3. What information is contained in the eye diagram?

For a real eye diagram, as shown in the figure below, first we can see the digital waveform

• Average rise time (RiseTime),
• Fall Time (FallTime),
• Overshoot,
• Undershoot,
• Basic level conversion parameters such as threshold level (Threshold/CrossingPercent).

• Rise Time (RiseTime): The rise time of the pulse signal refers to the interval between the two instants when the instantaneous value of the pulse first reaches the specified lower limit and the specified upper limit. Unless otherwise specified, the lower and upper limits are set at 10% and 90% of the peak amplitude of the pulse, respectively.
• Fall Time (FallTime): The fall time of the pulse signal refers to the time interval from 90% of the peak amplitude of the pulse to 10%.
• Overshoot: Also called overshoot, the first peak or valley exceeds the set voltage, which is mainly manifested as a sharp pulse and can lead to failure of circuit components.
• Undershoot: Refers to the next valley or peak. Excessive overshoot can cause protection diodes to work, leading to premature failure. Excessive undershoot can cause spurious clock or data errors.
• Threshold level (Threshold/CrossingPercent): refers to the lowest receiving level that the receiver can achieve when the system transmission characteristics are inferior to a certain bit error rate.

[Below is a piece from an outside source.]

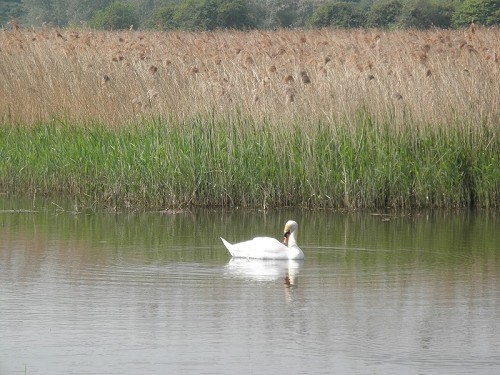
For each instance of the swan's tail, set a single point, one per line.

4. How to distinguish the signal quality according to the eye diagram

It is impossible for the signal to maintain exactly the same voltage value every time the high and low levels, nor can it guarantee that the rising and falling edges of each high and low level are at the same time. Due to the superposition of multiple signals, the signal line of the eye diagram becomes thicker and blurred (Blur) phenomenon appears.

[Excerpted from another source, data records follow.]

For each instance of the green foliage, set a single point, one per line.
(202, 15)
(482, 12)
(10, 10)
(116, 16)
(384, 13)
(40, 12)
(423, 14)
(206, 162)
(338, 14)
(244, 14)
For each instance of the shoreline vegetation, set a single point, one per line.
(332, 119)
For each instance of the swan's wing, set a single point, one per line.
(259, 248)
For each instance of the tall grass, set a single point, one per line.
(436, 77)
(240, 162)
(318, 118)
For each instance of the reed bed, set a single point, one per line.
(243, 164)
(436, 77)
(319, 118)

So the eye diagram also reflects the noise and jitter of the signal:

• On the vertical voltage axis, it is reflected as voltage noise (VoltageNoise);
• On the time axis of the horizontal axis, it is reflected as the jitter in the time domain (Jitter).

As shown below.

When noise is present, the noise will be superimposed on the signal, and the traces of the observed eye diagram will become blurred.

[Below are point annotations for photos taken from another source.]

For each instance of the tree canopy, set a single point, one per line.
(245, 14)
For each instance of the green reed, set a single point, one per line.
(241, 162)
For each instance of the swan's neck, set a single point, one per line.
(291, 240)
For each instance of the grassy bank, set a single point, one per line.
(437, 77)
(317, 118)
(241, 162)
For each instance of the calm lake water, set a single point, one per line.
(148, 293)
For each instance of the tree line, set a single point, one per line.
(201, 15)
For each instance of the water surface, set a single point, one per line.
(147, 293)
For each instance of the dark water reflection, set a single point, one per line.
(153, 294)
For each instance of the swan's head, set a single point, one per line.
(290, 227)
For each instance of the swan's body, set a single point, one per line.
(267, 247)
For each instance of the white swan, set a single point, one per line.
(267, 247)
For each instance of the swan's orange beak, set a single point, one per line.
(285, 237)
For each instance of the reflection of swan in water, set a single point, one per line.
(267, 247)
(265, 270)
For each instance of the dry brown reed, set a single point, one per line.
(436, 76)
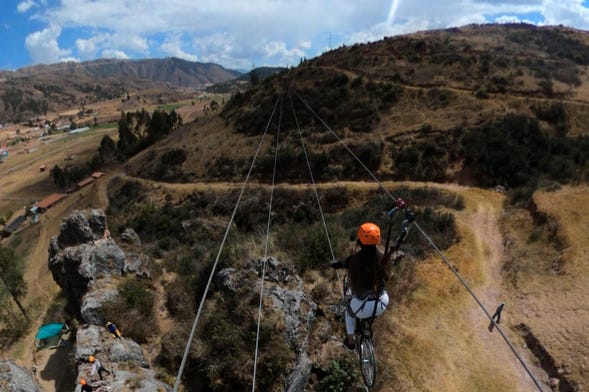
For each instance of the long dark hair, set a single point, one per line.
(366, 272)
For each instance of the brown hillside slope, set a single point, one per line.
(552, 280)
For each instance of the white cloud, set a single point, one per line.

If there is intersymbol interference at the same time, the "eyes" will open even smaller . Generally, the wider the eyes of the eye diagram, the higher the eye height of the eye diagram, which means the better the signal quality.

Doing signal simulation can obtain the eye diagram situation, and then judge the quality of the signal according to the eye diagram situation,

If the eye pattern is not good, you can adjust the hardware design or PCB design to make the eye height of the eye pattern higher to ensure the signal quality of the produced product.